Она взяла полотенце и, став на колени около дивана, начала вытирать ему лоб и щеки. Он закрыл глаза. Затем почувствовал прикосновение кубика льда, которым она проводила по его щекам. Она словно положила кусочек луны на его кожу. Такая хорошая. Его единственный друг…

— Голова болит?

— Немного.

— Вот аспирин.

Он открыл глаза, положил таблетку в рот, приподнялся и приблизил губы к стакану, который протянула ему учительница. Отпил глоток лимонада, а она подложила руку ему под шею, чтобы поддержать его голову так, как делала мать, когда он в детстве болел.

Он опять вытянулся на диване и закрыл глаза. Она снова опустила луну на его щеку. Ему стало легче и спокойнее. В его памяти промелькнул образ жены — точно фотография незнакомой женщины на странице небрежно перелистываемого журнала… От рук учительницы исходил тонкий аромат, совсем как дыхание рая… Но какое у него право злоупотреблять ее добротой?

— Мне очень неловко, что я пришел сюда в такой час, — пробормотал он, не открывая глаз. Ему было легче говорить, не глядя на нее.

— Не думайте об этом. Друзья не просят друг у друга прощенья. Иначе они не друзья.

— Вы так добры, так… так…

— Пожалуйста, не идеализируйте меня. Не пытайтесь меня убедить, что я хорошая. Вовсе нет. Иногда мне даже кажется, что я слишком сурова. Но если бы я не была такой, то не выжила бы. Будьте тоже суровым, особенно сейчас, когда вы, больше чем когда-либо, нуждаетесь в себе самом.

— Я знаю, знаю, но я совсем растерялся. Скажите откровенно, вы считаете меня преступником?

— Вы чувствуете в себе желание убивать? Мысль о пытке террориста доставляет вам хоть малейшее удовольствие?

— Нет, наоборот.

— Тогда успокойтесь. И научитесь жить, не ища одобрения у других. Удовлетворяйтесь собственным мнением.
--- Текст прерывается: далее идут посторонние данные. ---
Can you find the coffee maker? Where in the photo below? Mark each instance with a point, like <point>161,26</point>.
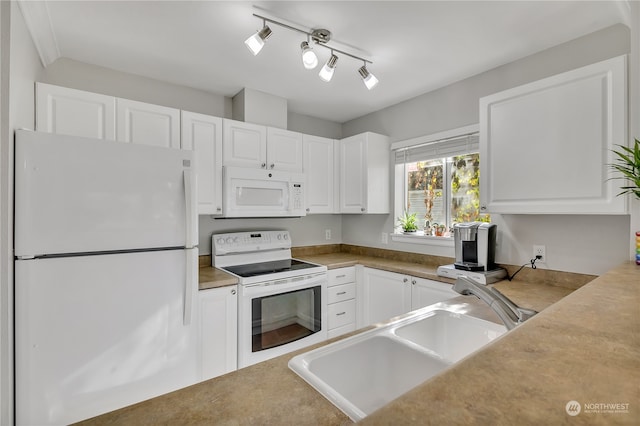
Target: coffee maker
<point>475,249</point>
<point>475,246</point>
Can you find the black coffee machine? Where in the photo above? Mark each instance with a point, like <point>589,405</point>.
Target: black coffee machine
<point>475,246</point>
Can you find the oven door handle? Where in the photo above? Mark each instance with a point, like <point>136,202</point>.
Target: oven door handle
<point>287,284</point>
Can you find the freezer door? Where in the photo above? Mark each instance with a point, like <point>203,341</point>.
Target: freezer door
<point>76,195</point>
<point>96,333</point>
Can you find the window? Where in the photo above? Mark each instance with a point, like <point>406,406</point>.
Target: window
<point>438,180</point>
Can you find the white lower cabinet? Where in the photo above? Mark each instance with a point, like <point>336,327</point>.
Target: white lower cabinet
<point>341,303</point>
<point>384,295</point>
<point>218,331</point>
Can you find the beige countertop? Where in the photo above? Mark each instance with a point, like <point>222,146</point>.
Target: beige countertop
<point>585,347</point>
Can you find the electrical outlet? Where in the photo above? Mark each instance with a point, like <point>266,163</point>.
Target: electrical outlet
<point>384,238</point>
<point>540,251</point>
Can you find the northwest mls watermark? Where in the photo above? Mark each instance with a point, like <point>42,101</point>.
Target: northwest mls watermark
<point>573,408</point>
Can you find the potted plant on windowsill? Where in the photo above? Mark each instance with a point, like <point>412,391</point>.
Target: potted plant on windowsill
<point>628,165</point>
<point>408,222</point>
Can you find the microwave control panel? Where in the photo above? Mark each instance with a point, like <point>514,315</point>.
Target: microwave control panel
<point>251,241</point>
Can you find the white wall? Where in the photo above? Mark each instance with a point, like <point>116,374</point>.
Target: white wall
<point>20,67</point>
<point>92,78</point>
<point>588,244</point>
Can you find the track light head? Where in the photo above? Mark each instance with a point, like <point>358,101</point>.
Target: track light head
<point>309,58</point>
<point>369,79</point>
<point>326,73</point>
<point>255,43</point>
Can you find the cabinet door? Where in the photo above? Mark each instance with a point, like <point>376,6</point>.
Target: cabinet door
<point>147,124</point>
<point>545,146</point>
<point>74,112</point>
<point>426,292</point>
<point>320,172</point>
<point>219,331</point>
<point>203,134</point>
<point>244,144</point>
<point>385,295</point>
<point>353,164</point>
<point>284,150</point>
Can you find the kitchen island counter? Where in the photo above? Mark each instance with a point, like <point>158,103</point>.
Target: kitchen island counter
<point>585,347</point>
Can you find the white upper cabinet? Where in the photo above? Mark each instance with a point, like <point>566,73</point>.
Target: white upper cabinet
<point>284,150</point>
<point>320,169</point>
<point>364,174</point>
<point>545,146</point>
<point>65,111</point>
<point>203,134</point>
<point>256,146</point>
<point>245,144</point>
<point>147,124</point>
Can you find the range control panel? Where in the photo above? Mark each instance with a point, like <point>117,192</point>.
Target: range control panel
<point>253,241</point>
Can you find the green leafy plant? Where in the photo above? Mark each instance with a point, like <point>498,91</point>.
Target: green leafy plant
<point>408,222</point>
<point>628,164</point>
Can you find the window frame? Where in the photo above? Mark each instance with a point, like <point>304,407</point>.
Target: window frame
<point>400,192</point>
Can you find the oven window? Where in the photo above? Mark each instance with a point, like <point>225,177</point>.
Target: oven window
<point>284,318</point>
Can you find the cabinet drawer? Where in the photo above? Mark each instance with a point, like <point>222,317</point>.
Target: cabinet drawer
<point>340,293</point>
<point>341,276</point>
<point>341,313</point>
— Я уверен, что не одобряю сделанного.

— Хорошо. Но, учитывая состояние, в каком вы находитесь, я полагаю, вы должны перенести рассмотрение своего дела на другой день. Послушайте… Есть еще одна сторона вопроса, о ней вы, возможно, не подумали.

— Какая же?

— Слушайте внимательно. Если бы пленник остался в живых, его неизбежно выдали бы местным властям и он был бы расстрелян за свое преступление — за то, что подложил бомбу в училище… и за взрыв в кафе «Каравелла».

Она помолчала.

— Вспомните о других бомбах, — продолжала она, — о бомбах, в миллионы раз более мощных, чем эта бомбочка, которая, вероятно, была кустарного производства.
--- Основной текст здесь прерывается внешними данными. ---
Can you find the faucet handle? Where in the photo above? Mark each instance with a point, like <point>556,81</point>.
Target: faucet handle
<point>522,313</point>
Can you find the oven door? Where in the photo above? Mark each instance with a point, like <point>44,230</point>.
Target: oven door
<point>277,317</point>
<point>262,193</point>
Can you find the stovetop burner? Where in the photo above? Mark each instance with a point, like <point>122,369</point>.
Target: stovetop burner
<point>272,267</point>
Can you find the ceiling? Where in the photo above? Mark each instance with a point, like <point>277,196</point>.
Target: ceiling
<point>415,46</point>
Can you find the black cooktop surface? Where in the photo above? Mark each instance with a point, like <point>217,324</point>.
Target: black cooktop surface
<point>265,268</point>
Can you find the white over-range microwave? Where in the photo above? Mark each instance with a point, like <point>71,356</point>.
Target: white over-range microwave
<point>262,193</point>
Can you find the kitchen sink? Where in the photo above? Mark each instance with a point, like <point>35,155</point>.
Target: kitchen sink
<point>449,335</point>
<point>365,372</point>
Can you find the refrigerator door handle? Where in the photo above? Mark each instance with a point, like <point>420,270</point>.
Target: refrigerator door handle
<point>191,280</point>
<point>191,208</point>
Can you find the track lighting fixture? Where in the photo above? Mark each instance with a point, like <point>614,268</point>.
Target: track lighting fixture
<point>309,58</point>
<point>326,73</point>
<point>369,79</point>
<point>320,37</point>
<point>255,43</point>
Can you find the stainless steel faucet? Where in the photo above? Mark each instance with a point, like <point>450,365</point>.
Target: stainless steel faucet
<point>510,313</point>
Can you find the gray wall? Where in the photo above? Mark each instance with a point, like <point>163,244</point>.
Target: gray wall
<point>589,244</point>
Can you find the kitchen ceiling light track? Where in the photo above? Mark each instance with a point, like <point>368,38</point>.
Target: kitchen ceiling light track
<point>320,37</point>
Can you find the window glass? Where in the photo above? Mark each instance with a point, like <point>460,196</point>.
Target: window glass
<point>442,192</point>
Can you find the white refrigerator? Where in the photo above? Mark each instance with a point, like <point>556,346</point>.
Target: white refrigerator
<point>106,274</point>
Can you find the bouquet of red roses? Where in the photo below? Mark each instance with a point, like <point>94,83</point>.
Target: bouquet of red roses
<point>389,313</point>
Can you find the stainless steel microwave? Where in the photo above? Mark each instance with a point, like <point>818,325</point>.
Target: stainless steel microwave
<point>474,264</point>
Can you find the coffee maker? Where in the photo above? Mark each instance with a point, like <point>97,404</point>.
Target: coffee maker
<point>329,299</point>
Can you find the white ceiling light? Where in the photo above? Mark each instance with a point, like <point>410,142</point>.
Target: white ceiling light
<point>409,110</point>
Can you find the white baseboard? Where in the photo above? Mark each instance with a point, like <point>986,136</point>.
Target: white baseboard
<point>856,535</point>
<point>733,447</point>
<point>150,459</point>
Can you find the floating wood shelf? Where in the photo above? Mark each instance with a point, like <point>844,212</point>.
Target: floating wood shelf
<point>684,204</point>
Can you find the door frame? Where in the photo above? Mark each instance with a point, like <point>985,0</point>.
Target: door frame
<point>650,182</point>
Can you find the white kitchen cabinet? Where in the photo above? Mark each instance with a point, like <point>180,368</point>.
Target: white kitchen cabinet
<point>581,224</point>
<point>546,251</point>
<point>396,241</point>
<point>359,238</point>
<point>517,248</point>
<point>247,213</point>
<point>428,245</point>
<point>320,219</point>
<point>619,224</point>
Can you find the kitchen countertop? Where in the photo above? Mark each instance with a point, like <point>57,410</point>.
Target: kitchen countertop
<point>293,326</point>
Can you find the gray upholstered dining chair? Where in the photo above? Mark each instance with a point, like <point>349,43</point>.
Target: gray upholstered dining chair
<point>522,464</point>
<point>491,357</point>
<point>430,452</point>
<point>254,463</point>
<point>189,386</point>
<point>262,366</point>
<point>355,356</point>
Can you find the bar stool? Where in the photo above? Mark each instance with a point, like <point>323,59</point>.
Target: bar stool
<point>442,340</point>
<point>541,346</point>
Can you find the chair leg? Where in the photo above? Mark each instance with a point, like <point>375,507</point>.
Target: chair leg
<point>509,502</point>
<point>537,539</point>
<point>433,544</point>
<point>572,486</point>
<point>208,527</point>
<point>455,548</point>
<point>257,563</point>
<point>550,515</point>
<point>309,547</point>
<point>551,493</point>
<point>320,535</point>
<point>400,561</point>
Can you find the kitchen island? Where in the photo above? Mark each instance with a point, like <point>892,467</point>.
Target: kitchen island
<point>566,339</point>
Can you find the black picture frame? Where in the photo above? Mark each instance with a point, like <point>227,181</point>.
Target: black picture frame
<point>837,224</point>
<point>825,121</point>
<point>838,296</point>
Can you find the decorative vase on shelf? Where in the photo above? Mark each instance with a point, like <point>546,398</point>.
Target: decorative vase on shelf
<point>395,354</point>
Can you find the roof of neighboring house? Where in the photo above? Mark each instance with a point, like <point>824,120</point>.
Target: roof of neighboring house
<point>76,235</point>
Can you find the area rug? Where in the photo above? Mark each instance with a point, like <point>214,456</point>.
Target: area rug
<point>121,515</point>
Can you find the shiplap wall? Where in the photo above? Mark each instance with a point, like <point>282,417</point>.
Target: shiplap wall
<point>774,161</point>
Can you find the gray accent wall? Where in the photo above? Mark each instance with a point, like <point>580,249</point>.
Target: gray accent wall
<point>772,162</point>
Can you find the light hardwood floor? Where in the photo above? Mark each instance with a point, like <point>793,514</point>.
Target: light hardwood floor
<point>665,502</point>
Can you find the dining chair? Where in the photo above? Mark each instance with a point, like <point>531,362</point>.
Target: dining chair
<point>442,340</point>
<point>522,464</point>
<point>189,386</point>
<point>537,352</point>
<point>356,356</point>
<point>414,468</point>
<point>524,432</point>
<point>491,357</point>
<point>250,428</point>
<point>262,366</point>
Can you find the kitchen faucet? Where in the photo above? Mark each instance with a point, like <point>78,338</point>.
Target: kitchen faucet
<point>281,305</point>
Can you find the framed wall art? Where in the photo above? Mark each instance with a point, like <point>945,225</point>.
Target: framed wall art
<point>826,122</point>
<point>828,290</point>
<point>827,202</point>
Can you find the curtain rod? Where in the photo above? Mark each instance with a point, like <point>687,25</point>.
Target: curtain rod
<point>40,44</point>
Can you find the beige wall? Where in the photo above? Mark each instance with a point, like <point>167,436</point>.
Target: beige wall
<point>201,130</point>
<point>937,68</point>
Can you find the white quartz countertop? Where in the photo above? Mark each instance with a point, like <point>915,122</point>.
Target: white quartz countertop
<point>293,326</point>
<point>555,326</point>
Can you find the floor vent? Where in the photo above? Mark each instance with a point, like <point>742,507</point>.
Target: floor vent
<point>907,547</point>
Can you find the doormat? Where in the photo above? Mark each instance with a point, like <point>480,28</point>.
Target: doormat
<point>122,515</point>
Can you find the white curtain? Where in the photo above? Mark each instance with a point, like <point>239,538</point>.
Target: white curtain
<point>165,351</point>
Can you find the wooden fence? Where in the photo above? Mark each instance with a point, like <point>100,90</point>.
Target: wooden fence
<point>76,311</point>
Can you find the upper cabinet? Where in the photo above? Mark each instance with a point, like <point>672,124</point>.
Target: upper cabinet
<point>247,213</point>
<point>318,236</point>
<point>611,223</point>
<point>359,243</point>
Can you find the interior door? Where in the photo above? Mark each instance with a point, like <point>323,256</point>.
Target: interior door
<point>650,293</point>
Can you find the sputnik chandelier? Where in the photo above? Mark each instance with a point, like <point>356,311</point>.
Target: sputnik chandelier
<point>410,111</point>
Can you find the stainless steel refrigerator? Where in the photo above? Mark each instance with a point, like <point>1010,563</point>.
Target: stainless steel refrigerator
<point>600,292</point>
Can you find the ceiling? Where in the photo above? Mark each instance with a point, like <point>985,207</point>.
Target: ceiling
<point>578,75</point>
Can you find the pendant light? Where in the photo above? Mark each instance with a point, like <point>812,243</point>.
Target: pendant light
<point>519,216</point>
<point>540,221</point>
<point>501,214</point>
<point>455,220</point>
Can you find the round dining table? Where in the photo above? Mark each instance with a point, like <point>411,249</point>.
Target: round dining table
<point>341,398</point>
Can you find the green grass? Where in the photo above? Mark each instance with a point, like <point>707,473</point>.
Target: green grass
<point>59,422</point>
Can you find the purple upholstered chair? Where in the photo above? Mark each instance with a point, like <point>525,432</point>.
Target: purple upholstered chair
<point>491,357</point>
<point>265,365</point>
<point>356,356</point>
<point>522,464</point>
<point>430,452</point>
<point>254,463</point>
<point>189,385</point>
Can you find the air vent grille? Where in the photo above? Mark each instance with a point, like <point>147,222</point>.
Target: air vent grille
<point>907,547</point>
Лейтенант открыл глаза и посмотрел на нее.

— О каких бомбах?

— В наше время крупнейшие города как восточного, так и западного полушарий могут быть в любую минуту полностью разрушены. В арсеналах для каждого из них есть свои бомбы с надписанными названиями этих городов. Достаточно кому-нибудь нажать кнопку…

— Понимаю.

— Глава государства на совещании кабинета министров и руководителей генерального штаба армии может преспокойно решить, что его специалистам пора нажать эту страшную кнопку и устроить гекатомбу. И тогда взлетит на воздух все — школы, церкви, больницы, музеи, мосты, сады… И возможно, это будет началом гибели человечества.